Ok let's entertain the idea of a super-CPU. An 8-core AVX2 chip @ 4Ghz gives you a single precision teraflop. Sounds impressive until you look at perf/flop or perf/$. That CPU on 22nm will be $400+ unless Intel becomes a charity. The equivalent 28nm GPU will be $150, earlier to market and also offer higher performance. Not so impressive after all - a $120 CPU and $150 GPU will be cheaper and faster than your homogeneous setup.
An 8-core Haswell CPU doesn't have to cost 400+ $ at all. Sandy Bridge is a tiny chip compared to AMD's 6-core Thuban, and the latter currently sells for 160-180 $ (and has no IGP). So producing a cheap 8-core Haswell CPU will hardly be a challenge.
The actual pricing really just depends on the competition.
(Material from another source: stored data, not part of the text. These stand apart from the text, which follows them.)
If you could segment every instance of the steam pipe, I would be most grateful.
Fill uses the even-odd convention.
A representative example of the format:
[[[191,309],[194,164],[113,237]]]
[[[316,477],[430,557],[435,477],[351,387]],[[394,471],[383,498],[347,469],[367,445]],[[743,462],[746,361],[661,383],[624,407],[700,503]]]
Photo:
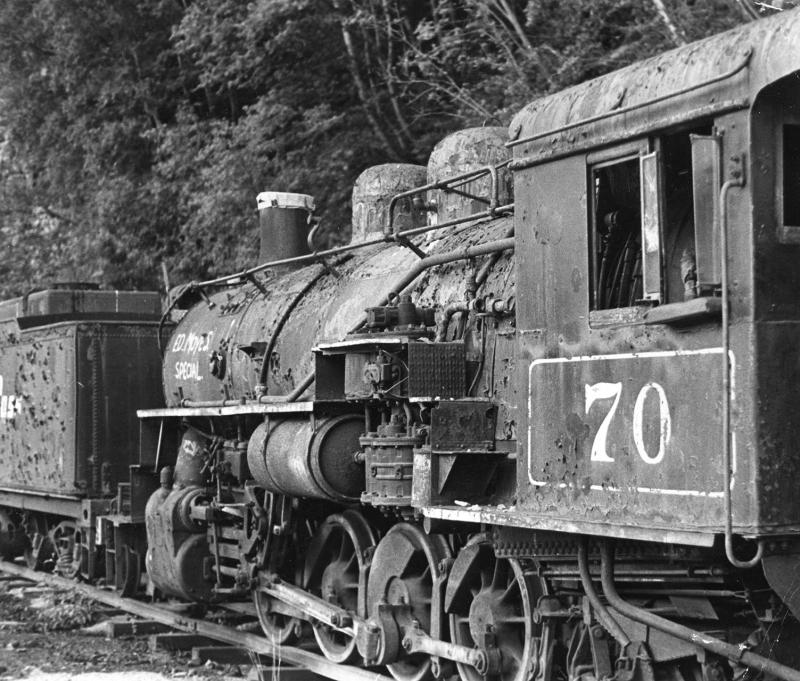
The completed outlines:
[[[506,230],[504,235],[505,238],[509,238],[514,236],[514,226],[512,225]],[[486,281],[489,276],[489,272],[492,271],[492,268],[497,264],[497,261],[500,259],[500,251],[497,253],[492,253],[492,257],[489,258],[481,268],[478,270],[478,273],[475,275],[475,285],[480,288],[481,284]]]
[[[396,298],[403,293],[407,293],[406,289],[414,283],[414,280],[422,274],[425,270],[437,265],[445,265],[457,260],[469,260],[476,258],[479,255],[490,255],[492,253],[502,253],[503,251],[514,249],[514,237],[507,237],[505,239],[498,239],[497,241],[489,241],[477,246],[465,246],[449,253],[437,253],[436,255],[429,255],[427,258],[414,263],[414,266],[406,272],[406,275],[397,283],[395,289],[383,296],[380,300],[376,301],[373,306],[380,307],[386,305],[390,300]],[[366,316],[362,316],[359,322],[350,329],[350,333],[357,331],[366,321]]]
[[[502,253],[503,251],[513,250],[514,249],[514,237],[507,237],[505,239],[498,239],[497,241],[489,241],[485,244],[478,244],[477,246],[465,246],[464,248],[459,248],[456,251],[450,251],[449,253],[437,253],[436,255],[429,255],[427,258],[420,260],[419,262],[414,263],[414,266],[406,272],[406,275],[398,282],[395,286],[394,291],[390,291],[387,295],[383,296],[379,301],[377,301],[374,305],[370,307],[380,307],[382,305],[386,305],[392,298],[402,295],[406,293],[406,289],[414,283],[414,280],[422,274],[425,270],[430,269],[431,267],[436,267],[437,265],[444,265],[449,262],[455,262],[457,260],[469,260],[470,258],[475,258],[479,255],[490,255],[492,253]],[[367,321],[366,315],[362,315],[361,319],[356,323],[351,329],[350,333],[354,333],[358,331],[358,329],[364,325]],[[311,373],[305,377],[303,382],[307,381],[306,387],[311,385],[314,380],[314,374]],[[298,386],[299,388],[300,386]],[[305,388],[303,388],[305,390]],[[295,389],[291,395],[297,392]],[[297,395],[299,397],[302,394],[302,391]],[[292,396],[287,396],[287,402],[292,402],[297,399],[297,397],[292,398]]]
[[[316,227],[314,227],[316,229]],[[308,235],[309,242],[311,241],[311,234]],[[258,375],[258,384],[259,386],[263,386],[264,393],[267,392],[267,375],[269,373],[269,358],[272,356],[272,351],[275,349],[275,344],[278,342],[278,336],[280,332],[283,330],[283,327],[286,325],[286,322],[289,321],[289,316],[294,312],[294,309],[297,307],[297,304],[305,297],[306,293],[309,292],[312,286],[316,284],[322,275],[325,274],[327,270],[324,266],[320,267],[319,272],[317,272],[313,277],[311,277],[306,284],[303,286],[300,291],[292,298],[289,304],[283,309],[281,313],[280,319],[278,319],[277,323],[275,324],[275,328],[273,329],[272,333],[269,337],[269,342],[267,343],[267,347],[264,349],[264,353],[261,357],[261,371]]]
[[[742,664],[746,667],[751,667],[759,672],[777,676],[784,681],[800,681],[800,671],[787,667],[786,665],[774,662],[761,655],[751,653],[746,648],[743,648],[732,643],[720,641],[718,638],[707,636],[699,631],[685,627],[677,622],[664,619],[658,615],[648,612],[643,608],[631,605],[617,593],[617,588],[614,585],[614,554],[608,542],[604,541],[600,545],[600,572],[603,583],[603,593],[606,600],[614,610],[617,610],[625,617],[628,617],[636,622],[663,631],[665,634],[674,636],[677,639],[686,641],[700,648],[708,650],[715,655],[726,657],[732,662]]]
[[[452,303],[445,305],[442,310],[442,317],[436,325],[436,338],[437,343],[444,341],[447,336],[447,326],[450,320],[457,312],[486,312],[490,315],[493,314],[508,314],[514,312],[516,302],[514,297],[511,296],[505,300],[502,298],[472,298],[470,300],[456,300]]]
[[[603,628],[614,637],[624,653],[625,649],[630,645],[631,640],[622,630],[622,627],[619,626],[617,620],[615,620],[613,615],[608,611],[605,604],[600,600],[597,591],[595,591],[594,584],[592,584],[592,577],[589,574],[588,544],[589,542],[586,537],[578,544],[578,569],[581,574],[581,584],[583,585],[583,590],[586,592],[586,597],[589,599],[589,603],[591,603],[592,608],[594,608],[598,622],[600,622]]]
[[[434,340],[437,343],[441,343],[447,336],[447,327],[453,315],[456,312],[469,312],[471,308],[471,300],[457,300],[445,305],[444,310],[442,310],[442,318],[439,320],[439,325],[436,327],[436,338]]]
[[[300,399],[300,396],[306,391],[306,389],[314,382],[314,372],[312,371],[308,374],[300,383],[297,384],[297,387],[292,390],[284,400],[285,402],[297,402]]]
[[[464,246],[455,251],[448,253],[437,253],[436,255],[429,255],[427,258],[419,260],[406,272],[405,276],[395,286],[395,291],[390,291],[387,295],[383,296],[379,301],[376,301],[369,307],[380,307],[395,296],[401,295],[406,292],[406,289],[414,283],[414,280],[422,274],[425,270],[437,265],[445,265],[450,262],[458,260],[469,260],[481,255],[491,255],[493,253],[502,253],[503,251],[514,249],[514,237],[507,237],[505,239],[498,239],[497,241],[488,241],[477,246]],[[306,256],[303,256],[306,257]],[[398,293],[399,291],[399,293]],[[350,329],[349,333],[357,331],[367,321],[366,315],[362,315],[358,322]],[[274,402],[296,402],[302,394],[314,382],[314,372],[309,373],[297,384],[294,390],[288,395],[284,396],[263,396],[258,399],[258,403],[274,403]],[[189,402],[186,401],[184,406],[187,407],[222,407],[222,406],[235,406],[247,404],[248,402],[242,400],[225,400],[222,402]],[[800,680],[798,680],[800,681]]]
If AMD has even the slightest success with its APUs, Intel can drop its prices at will and still make a bigger profit. And if NVIDIA threatens their position in the HPC market, cheap and highly efficient teraflop CPUs will fix that right away.
And as mentioned before, you have to spec for peak, not average. Texturing workloads aren't spread evenly across a frame and no amount of CPU magic will change that. If you spec your CPU for avg texture throughput it will be severely bottlenecked during texture heavy portions of the frame.
And as I've said before, a CPU with AVX2 support would have higher peak texturing performance than the IGP. And it really does magically balance any workload since it's all just different bits of code executing on the same cores. So really all that matters is the sum of the average required performance for each task. There are no bottlenecks in software rendering, only hotspots.
GPUs have a lot of FF silicon but much of it is active in parallel and not bottlenecking anything.
When the TEX:ALU ratio is too high, GPUs easily get bottlenecked by the texture samplers. Also when the shaders are too short, they get ROP limited.
CPUs are more flexible but also slow - it's a simple tradeoff.
As I've pointed out before, it took only ~5% of extra die space to double the throughput between AMD's Brisbane and Barcelona architectures. AVX and FMA each double the peak throughput again at a minor increase in size. So just because current CPUs are primarily optimized for ILP doesn't mean they can't cheaply achieve high throughput as well. It's not a simple tradeoff in which you have to completely sacrifice one quality to obtain another.
You say that CPUs don't need to burn a lot of flops emulating FF hardware so where are the software renderers that prove that out?
SwiftShader is faster than it 'should be' when you add up all of the computing power it would take to emulate all of the GPU's fixed-function hardware at peak throughput. It currently merely uses 128-bit SIMD, destructive instructions, no FMA, fetching texels takes 3 uops each before filtering, it doesn't have lookup tables to compute transcendental functions, it has to compute gradients and pixel coverage for each polygon, explicitly read / test / write depth values, interpolate inputs, blend and convert output colors, schedule tasks, process API calls, etc. And yet despite that seemingly massive amount of work it achieves 20 FPS for Crysis on a 100 GFLOP CPU which also has to run the game itself and some processes in the background.
So don't underestimate what a software renderer could do with four times the GFLOPS per core, and gather.
Sorry, it's just not going to happen
Never say never, especially when you're just handwaving. Exactly what unique advantage would an APU have left over a homogeneous CPU with AVX2 and AVX-1024? Peak performance/area and performance/Watt would be highly competitive. And I've already debunked the importance of fixed-function components. Add to this the effect of out-of-order execution on cache effectiveness and I can't see what substantial advantage heterogeneous architectures could possibly have.